THURSDAY, Jan. 12, 2023 (HealthDay News) — Vaccine coverage by age 24 months was generally similar during the pandemic versus prepandemic, but coverage disparities remain, according to research published in the Jan. 13 issue of the U.S. Centers for Disease Control and Prevention Morbidity and Mortality Weekly Report.
Holly A. Hill, M.D., Ph.D., from the CDC in Atlanta, and colleagues examined vaccination coverage by age 24 months using data from the National Immunization Survey-Child.

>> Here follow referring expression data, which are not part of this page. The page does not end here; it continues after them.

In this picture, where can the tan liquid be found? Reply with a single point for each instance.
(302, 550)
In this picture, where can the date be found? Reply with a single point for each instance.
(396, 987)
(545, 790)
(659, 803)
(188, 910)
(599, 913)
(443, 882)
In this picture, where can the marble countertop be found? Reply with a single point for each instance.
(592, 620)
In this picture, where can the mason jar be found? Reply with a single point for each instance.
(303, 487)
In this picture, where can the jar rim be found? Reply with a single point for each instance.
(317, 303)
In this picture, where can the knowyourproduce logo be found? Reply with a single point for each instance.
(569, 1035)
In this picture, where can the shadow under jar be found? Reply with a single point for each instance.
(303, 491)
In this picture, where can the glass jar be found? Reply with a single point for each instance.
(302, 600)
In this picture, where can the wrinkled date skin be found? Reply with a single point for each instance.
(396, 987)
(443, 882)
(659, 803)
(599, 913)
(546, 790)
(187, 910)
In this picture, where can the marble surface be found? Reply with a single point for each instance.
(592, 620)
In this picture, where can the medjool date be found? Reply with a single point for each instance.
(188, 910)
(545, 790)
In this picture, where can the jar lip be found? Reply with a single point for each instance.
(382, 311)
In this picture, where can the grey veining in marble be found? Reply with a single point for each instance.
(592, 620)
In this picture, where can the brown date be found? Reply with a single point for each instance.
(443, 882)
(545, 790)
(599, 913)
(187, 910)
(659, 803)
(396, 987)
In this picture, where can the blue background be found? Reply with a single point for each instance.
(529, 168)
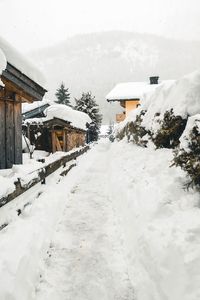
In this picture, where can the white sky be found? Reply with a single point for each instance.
(32, 24)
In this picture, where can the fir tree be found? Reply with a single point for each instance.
(63, 95)
(88, 105)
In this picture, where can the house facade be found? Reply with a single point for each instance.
(62, 129)
(129, 94)
(16, 87)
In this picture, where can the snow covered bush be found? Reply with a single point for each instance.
(134, 131)
(170, 130)
(188, 155)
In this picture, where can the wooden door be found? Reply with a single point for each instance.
(10, 134)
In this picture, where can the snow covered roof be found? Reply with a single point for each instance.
(130, 90)
(10, 55)
(26, 107)
(76, 118)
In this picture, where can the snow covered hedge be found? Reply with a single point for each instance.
(167, 117)
(188, 155)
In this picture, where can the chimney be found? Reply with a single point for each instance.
(154, 79)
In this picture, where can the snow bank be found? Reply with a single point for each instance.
(23, 244)
(25, 241)
(20, 62)
(193, 122)
(160, 222)
(181, 95)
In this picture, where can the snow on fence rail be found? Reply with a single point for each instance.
(41, 174)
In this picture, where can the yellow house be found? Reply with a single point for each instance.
(129, 95)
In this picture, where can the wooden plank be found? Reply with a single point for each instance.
(43, 172)
(10, 139)
(64, 140)
(17, 133)
(2, 136)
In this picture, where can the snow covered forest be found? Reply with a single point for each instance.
(100, 150)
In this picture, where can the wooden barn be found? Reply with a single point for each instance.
(57, 132)
(16, 88)
(129, 94)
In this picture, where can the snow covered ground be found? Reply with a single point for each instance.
(119, 226)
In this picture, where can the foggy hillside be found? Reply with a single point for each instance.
(96, 62)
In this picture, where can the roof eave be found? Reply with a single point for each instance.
(23, 82)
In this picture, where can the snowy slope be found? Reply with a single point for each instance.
(97, 62)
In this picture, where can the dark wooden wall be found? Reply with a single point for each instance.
(10, 133)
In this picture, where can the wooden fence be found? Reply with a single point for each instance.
(42, 173)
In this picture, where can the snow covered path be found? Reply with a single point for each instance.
(86, 258)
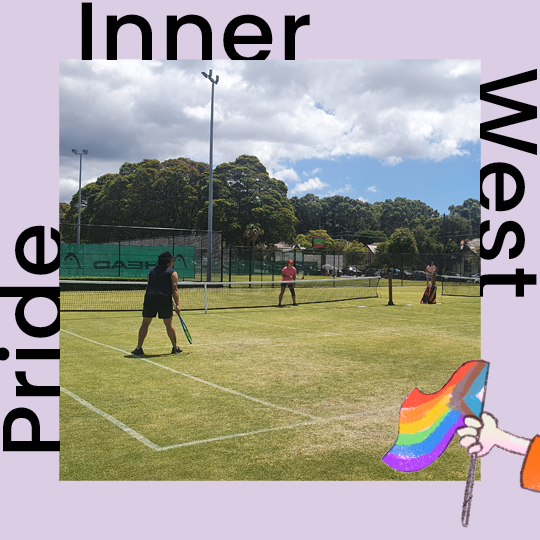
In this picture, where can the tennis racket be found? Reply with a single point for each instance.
(186, 331)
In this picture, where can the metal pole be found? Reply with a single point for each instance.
(84, 152)
(210, 178)
(79, 207)
(210, 192)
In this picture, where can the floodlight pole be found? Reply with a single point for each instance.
(83, 153)
(210, 179)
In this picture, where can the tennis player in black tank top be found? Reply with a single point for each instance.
(161, 290)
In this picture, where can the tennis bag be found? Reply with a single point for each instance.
(432, 295)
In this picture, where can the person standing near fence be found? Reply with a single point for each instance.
(430, 271)
(161, 290)
(288, 275)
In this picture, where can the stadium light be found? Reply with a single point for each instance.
(211, 177)
(83, 153)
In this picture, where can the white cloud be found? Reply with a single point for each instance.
(285, 175)
(345, 189)
(390, 110)
(310, 186)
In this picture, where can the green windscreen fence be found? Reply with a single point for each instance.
(116, 260)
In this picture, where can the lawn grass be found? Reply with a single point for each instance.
(306, 393)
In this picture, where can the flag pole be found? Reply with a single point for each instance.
(467, 498)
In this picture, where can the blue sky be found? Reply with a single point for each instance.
(438, 184)
(366, 129)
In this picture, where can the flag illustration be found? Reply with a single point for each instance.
(427, 422)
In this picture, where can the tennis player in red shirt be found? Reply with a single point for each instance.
(288, 275)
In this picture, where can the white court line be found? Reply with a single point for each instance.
(268, 324)
(198, 380)
(112, 419)
(158, 448)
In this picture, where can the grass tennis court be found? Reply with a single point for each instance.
(300, 393)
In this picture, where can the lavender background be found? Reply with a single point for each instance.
(34, 503)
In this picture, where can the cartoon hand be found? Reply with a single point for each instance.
(479, 436)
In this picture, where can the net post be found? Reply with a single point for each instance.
(390, 303)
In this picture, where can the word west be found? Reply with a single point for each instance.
(502, 204)
(26, 294)
(230, 39)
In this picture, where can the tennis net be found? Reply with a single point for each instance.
(129, 296)
(460, 286)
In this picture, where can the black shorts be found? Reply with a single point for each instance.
(285, 284)
(157, 305)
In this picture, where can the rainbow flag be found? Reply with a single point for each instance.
(427, 422)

The researchers found that coverage among children born during 2018 to 2019 increased for most recommended vaccines compared with coverage among children born during 2016 to 2017. Coverage was greater than 90 percent for at least three doses of poliovirus vaccine, at least three doses of hepatitis B vaccine, at least one dose of measles, mumps, and rubella vaccine, and at least one dose of varicella vaccine (93.4, 92.7, 91.6, and 91.1 percent, respectively). The lowest coverage was seen for two or more doses of hepatitis A vaccine (47.3 percent). Compared with those reaching age 24 months before March 2020 (prepandemic), those reaching age 24 months during March 2020 or later (during the COVID-19 pandemic) had similar or higher vaccination coverage overall. However, during the pandemic, coverage with the combined seven-vaccine series decreased 4 to 5 percent among children living below the federal poverty level or in rural areas. Coverage disparities were observed by race and ethnicity, poverty status, health insurance status, and Metropolitan Statistical Area residence among children born during 2018 to 2019.
“At the national level, coverage with most routine childhood vaccines is high; however, this high coverage is not distributed uniformly,” the authors write.